🚀 Gemma-4-E4B-it-PARL (Autonomous Research Agent)
This model is a highly optimized version of google/gemma-4-E4B-it, fine-tuned specifically for Autonomous Multi-Hop Reasoning and Deep Web Research. It was developed as part of a Hackathon hosted by lablab.ai and sponsored by AMD.
🧠 Model Description
We utilized Generative Reward Policy Optimization (GRPO) and a Parallel-Agent Reinforcement Learning (PARL) architecture to transform the base Gemma-4 model into an autonomous agent capable of solving complex, multi-step tasks.
- Developed by: Pimnara Adulchantarasorn, Phanida Toaluea, Nattanant Vonghan, Rapeepong
- Base Model:
google/gemma-4-E4B-it(Multimodal) - Training Infrastructure: AMD MI300X (192GB VRAM) via AMD Developer Cloud
- License: Gemma License
⚡ Key Technical Highlights
- Long-Context Fine-Tuning (60k+ Tokens): The model is trained to process and retain massive amounts of information retrieved from live web scraping without losing context.
- PARL (Parallel-Agent Reinforcement Learning): Trained to orchestrate hierarchical agent workflows, allowing it to delegate tasks, execute Python code, and synthesize findings into comprehensive HTML reports.
- Multimodal Preservation: During the GRPO training pipeline, the native Vision Encoder was intentionally frozen. This ensures the agent retains its full vision-language capabilities while its text-reasoning skills are aggressively optimized.
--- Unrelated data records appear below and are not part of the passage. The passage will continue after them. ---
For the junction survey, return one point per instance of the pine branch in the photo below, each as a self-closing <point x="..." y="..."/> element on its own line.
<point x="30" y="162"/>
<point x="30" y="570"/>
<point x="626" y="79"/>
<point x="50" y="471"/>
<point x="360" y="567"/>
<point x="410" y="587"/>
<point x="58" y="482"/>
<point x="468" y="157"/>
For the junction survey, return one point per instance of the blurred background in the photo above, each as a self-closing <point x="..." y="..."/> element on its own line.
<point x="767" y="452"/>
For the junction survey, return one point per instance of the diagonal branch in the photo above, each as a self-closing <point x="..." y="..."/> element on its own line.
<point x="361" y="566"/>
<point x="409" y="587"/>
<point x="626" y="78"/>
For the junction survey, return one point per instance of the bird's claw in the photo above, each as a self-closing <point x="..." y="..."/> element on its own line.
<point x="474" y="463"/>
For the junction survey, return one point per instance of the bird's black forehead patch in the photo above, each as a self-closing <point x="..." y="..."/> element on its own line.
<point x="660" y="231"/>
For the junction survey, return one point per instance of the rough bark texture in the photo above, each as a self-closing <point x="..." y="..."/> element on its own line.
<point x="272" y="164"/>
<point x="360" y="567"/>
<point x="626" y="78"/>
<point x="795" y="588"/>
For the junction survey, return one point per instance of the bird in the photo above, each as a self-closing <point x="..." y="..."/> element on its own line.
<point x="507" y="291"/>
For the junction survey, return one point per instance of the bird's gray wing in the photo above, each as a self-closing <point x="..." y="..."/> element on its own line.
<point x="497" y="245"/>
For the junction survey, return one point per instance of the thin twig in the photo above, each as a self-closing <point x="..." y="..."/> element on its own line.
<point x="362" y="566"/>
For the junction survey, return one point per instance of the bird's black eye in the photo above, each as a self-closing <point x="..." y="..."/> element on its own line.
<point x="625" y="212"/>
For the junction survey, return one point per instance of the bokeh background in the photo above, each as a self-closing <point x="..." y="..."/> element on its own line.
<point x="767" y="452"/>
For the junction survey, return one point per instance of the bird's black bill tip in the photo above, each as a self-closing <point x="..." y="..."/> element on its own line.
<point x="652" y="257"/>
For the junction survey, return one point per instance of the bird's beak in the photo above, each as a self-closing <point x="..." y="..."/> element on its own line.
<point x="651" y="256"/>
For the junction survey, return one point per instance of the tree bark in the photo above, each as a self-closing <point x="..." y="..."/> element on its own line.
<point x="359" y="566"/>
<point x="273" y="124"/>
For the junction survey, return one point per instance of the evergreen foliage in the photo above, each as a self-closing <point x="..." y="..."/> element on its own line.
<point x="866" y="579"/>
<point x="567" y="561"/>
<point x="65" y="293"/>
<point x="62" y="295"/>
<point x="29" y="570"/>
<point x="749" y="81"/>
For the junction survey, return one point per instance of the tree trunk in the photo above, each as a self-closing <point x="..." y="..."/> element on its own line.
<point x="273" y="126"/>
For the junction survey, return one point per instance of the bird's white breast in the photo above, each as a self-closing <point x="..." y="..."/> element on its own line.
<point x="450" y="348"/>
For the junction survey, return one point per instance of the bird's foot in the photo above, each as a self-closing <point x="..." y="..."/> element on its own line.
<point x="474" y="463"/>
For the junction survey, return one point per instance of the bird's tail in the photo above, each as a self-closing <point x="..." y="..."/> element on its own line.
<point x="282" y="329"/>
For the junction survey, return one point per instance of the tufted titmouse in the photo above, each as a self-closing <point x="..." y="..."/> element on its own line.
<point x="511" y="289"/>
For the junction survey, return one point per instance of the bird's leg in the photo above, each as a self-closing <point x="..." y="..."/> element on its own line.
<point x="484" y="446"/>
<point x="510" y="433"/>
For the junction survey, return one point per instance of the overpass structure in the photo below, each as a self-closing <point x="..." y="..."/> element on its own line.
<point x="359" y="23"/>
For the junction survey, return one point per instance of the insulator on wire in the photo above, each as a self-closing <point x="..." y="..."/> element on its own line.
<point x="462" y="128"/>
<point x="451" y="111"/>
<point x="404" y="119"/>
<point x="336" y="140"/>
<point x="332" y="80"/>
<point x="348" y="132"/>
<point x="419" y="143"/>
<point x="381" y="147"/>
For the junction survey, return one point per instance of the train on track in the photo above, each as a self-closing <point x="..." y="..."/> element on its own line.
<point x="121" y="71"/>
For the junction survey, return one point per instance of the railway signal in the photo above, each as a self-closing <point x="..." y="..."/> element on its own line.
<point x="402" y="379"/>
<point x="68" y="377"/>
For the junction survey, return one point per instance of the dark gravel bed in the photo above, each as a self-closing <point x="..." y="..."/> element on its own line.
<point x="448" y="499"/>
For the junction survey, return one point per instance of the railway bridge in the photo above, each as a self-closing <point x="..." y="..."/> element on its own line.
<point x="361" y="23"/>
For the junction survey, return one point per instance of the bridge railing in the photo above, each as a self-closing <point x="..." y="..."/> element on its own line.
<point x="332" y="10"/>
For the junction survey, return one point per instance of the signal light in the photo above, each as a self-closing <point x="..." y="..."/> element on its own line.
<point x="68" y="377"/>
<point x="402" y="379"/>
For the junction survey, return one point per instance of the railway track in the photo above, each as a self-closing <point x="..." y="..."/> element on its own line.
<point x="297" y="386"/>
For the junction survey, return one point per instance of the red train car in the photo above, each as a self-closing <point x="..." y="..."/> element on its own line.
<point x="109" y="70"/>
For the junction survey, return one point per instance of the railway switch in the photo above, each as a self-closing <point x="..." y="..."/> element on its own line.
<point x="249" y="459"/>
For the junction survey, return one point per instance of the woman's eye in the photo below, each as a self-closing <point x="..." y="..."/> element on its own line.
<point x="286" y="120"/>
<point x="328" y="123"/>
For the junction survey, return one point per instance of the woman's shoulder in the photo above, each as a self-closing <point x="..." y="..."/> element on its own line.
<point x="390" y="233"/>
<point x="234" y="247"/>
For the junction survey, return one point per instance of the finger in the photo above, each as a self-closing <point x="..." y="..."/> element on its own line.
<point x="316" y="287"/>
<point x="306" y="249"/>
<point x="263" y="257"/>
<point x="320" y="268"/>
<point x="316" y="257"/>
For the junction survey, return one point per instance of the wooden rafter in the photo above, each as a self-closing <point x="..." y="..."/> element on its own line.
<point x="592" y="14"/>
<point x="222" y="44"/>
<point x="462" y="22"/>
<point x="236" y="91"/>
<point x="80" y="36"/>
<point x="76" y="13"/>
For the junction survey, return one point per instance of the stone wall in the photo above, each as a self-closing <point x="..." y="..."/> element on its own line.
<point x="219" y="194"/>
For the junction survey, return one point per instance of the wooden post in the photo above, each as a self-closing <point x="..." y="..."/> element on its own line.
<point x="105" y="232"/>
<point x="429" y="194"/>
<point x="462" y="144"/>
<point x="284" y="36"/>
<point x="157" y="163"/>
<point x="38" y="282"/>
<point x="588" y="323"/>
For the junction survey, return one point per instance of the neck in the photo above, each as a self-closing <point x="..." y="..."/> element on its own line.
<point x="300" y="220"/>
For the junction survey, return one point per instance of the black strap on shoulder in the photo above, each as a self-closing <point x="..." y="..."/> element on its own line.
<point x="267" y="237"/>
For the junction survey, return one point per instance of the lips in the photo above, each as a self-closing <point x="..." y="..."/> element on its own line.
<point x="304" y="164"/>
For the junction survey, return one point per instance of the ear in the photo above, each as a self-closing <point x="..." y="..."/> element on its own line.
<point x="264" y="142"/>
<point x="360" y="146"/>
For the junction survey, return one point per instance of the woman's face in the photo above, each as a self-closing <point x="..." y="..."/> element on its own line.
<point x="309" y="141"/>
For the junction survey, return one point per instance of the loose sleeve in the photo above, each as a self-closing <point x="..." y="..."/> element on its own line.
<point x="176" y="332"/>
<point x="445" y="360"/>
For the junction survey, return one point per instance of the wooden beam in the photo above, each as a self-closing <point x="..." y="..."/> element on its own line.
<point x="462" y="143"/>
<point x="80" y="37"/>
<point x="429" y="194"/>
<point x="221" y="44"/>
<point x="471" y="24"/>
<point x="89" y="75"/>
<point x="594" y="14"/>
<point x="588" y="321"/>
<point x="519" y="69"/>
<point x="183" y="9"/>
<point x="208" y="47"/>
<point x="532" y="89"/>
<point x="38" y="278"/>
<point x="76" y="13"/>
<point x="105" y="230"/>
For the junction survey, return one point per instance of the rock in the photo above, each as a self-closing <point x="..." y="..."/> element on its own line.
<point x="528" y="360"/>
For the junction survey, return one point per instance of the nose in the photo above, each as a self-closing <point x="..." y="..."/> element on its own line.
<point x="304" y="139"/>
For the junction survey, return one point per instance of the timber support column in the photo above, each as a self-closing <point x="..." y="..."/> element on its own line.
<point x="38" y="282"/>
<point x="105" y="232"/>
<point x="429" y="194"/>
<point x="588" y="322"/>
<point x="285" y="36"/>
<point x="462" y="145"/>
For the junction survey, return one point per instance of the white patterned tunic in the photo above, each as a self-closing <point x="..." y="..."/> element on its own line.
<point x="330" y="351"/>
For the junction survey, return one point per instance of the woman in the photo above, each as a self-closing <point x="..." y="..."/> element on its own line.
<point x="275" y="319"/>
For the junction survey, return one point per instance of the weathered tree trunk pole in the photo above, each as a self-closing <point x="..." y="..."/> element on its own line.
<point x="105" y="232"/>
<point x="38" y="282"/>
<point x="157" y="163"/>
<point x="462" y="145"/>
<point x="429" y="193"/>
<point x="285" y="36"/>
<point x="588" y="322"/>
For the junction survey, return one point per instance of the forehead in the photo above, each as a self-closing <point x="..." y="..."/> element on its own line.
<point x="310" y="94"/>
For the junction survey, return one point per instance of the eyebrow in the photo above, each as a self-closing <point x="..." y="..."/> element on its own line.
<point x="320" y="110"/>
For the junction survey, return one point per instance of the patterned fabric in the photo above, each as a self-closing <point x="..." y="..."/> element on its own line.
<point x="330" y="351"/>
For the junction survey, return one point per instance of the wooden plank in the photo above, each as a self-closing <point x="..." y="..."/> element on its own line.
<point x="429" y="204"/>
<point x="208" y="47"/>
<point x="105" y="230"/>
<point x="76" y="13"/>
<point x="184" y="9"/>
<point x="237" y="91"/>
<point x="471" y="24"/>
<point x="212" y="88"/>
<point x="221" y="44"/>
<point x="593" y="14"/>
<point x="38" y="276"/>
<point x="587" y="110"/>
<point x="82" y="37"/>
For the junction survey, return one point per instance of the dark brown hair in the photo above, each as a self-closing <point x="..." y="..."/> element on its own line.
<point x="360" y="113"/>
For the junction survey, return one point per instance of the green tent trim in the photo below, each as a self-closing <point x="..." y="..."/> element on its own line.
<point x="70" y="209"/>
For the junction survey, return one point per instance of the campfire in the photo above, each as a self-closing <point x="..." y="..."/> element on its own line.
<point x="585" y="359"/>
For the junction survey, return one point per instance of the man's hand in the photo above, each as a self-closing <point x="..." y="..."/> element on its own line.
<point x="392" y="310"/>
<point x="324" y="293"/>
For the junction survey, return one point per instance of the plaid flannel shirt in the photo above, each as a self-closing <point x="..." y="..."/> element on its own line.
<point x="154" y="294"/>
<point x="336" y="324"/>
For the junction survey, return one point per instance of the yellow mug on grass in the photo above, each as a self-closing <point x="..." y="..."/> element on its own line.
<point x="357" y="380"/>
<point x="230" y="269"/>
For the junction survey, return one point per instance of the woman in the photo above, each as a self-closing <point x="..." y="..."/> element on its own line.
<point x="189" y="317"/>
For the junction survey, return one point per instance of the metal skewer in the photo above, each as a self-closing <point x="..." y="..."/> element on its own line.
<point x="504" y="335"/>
- High-Throughput RL: Leveraged the massive 192GB VRAM of the AMD MI300X to scale parallel generation rollouts to
K=16, significantly accelerating reward convergence.
💻 How to Use
Because this model preserves Gemma-4's multimodal architecture, you must use AutoProcessor alongside AutoModelForCausalLM.
import torch
from transformers import AutoProcessor, AutoModelForCausalLM
model_id = "Phonsiri/Gemma-4-E4B-it-PARL"
# Load the processor and the model
processor = AutoProcessor.from_pretrained(model_id, trust_remote_code=True)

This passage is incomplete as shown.